Lighting was a critical factor to the overall look of the spot. Deep shadows and volumetric lighting FX create a depth and atmosphere in the scenes. In addition to animating key scenes, animation Director Troy Davis handled lighting duties for each individual scene.
As animation progressed, work-in-progress scenes were periodically assembled and run by the director for any critique of motion or timing. Approved scenes would be put in the queue for rendering. Prior to final rendering, scenes were split up into passes to derive seperate files for specific objects or specific data channels. For instance, depth channel and motion vector data was output and later utilized in compositing to create “depth of field” and “motion blur” effects.

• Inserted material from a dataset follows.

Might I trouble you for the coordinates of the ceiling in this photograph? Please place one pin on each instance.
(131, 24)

This approach is often more efficient in terms of render time and yields more flexibility as opposed to including such effects in the render. Final frames were finished in After Effects and sweetened with color correction and additional atmosphere enhancements.
Creative Director, Ernesto Barba and Executive Producer Gerardo “Cougar” Botello came to the studio a few days before final delivery to oversee the final tweaks. We had a blast with these guys! Only a few minor changes and the addition of supers requested by the client, Sigma Alimentos, and we had it in the can.
We look forward for more adventures with the “Solé Kids” as the saga continues!